发布于 2015-09-14 15:14:20 | 152 次阅读 | 评论: 0 | 来源: 网络整理
MongoDB and Hadoop are a powerful combination and can be used together to deliver complex analytics and data processing for data stored in MongoDB. The following guide shows how you can start working with the MongoDB-Hadoop adapter. Once you become familiar with the adapter, you can use it to pull your MongoDB data into Hadoop Map-Reduce jobs, process the data and return results back to a MongoDB collection.
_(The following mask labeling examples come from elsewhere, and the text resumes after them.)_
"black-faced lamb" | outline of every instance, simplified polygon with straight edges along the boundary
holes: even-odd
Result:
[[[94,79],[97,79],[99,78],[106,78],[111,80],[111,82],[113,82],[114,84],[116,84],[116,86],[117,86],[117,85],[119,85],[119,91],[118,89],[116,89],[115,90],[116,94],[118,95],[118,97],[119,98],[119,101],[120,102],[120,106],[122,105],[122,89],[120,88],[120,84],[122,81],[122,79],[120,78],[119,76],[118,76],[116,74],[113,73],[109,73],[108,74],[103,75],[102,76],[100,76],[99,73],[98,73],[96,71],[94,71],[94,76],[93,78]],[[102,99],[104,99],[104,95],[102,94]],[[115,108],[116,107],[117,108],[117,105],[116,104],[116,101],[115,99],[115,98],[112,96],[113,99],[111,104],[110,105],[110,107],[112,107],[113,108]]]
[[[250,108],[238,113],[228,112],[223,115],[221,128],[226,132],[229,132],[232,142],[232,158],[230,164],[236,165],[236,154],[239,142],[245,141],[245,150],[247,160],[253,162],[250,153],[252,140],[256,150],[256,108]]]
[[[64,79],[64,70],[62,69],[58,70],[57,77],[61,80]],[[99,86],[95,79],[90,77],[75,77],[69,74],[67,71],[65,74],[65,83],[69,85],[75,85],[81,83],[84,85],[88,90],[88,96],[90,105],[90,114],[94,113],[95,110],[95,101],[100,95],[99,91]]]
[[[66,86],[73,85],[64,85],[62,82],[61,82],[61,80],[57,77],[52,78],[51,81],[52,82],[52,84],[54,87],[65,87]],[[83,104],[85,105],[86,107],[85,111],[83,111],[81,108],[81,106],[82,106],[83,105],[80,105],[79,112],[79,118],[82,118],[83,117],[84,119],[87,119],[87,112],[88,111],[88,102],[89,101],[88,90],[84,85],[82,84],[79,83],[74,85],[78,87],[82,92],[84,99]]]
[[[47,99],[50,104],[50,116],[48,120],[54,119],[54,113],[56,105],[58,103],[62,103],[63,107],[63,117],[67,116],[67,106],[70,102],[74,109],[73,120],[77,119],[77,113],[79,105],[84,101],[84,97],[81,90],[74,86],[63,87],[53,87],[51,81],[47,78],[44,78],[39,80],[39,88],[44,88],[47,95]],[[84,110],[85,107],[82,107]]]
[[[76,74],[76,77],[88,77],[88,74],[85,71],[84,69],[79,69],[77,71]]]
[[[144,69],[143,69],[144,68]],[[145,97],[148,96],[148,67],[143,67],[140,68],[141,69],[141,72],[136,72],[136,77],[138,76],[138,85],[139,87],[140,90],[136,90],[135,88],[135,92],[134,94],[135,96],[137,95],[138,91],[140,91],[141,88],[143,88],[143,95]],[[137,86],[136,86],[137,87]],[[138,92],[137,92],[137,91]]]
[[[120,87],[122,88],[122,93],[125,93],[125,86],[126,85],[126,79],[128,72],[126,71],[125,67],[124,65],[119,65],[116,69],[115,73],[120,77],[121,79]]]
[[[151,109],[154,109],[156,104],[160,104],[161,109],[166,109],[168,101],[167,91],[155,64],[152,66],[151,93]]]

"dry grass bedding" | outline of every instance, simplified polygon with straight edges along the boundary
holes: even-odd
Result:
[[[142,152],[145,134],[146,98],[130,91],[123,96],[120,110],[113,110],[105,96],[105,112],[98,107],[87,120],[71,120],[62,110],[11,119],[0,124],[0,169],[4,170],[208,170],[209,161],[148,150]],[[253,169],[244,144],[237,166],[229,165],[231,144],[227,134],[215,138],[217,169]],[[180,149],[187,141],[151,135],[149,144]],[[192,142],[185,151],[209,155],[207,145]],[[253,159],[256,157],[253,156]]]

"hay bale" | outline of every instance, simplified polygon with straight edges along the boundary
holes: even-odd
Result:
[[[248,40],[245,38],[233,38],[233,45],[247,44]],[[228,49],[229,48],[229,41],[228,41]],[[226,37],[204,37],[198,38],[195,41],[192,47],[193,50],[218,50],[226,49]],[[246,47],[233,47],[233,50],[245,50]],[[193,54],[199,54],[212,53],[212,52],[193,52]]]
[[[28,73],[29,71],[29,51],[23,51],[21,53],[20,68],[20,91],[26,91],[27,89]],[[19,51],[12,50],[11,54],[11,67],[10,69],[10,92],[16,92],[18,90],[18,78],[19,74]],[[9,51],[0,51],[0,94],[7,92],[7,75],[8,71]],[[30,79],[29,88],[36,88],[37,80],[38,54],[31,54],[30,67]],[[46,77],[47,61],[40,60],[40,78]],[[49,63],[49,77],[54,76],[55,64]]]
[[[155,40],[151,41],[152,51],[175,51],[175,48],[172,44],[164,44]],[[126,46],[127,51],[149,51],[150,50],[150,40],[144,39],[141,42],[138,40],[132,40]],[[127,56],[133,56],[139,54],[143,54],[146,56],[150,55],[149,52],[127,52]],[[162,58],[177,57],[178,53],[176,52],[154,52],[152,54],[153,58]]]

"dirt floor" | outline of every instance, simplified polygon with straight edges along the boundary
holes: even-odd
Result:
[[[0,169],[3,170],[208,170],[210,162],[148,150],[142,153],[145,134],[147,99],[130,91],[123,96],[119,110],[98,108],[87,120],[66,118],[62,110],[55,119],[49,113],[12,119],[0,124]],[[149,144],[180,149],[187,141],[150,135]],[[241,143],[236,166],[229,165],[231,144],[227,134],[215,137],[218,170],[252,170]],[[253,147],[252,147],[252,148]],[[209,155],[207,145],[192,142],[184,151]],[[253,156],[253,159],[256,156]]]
In order to use the following guide, you should already have Hadoop up and running. This can range from a deployed cluster containing multiple nodes or a single node pseudo-distributed Hadoop installation running locally. As long as you are able to run any of the examples on your Hadoop installation, you should be all set. The following versions of Hadoop are currently supported:
The latest version of MongoDB should be installed and running. In addition, the MongoDB commands should be in your $PATH.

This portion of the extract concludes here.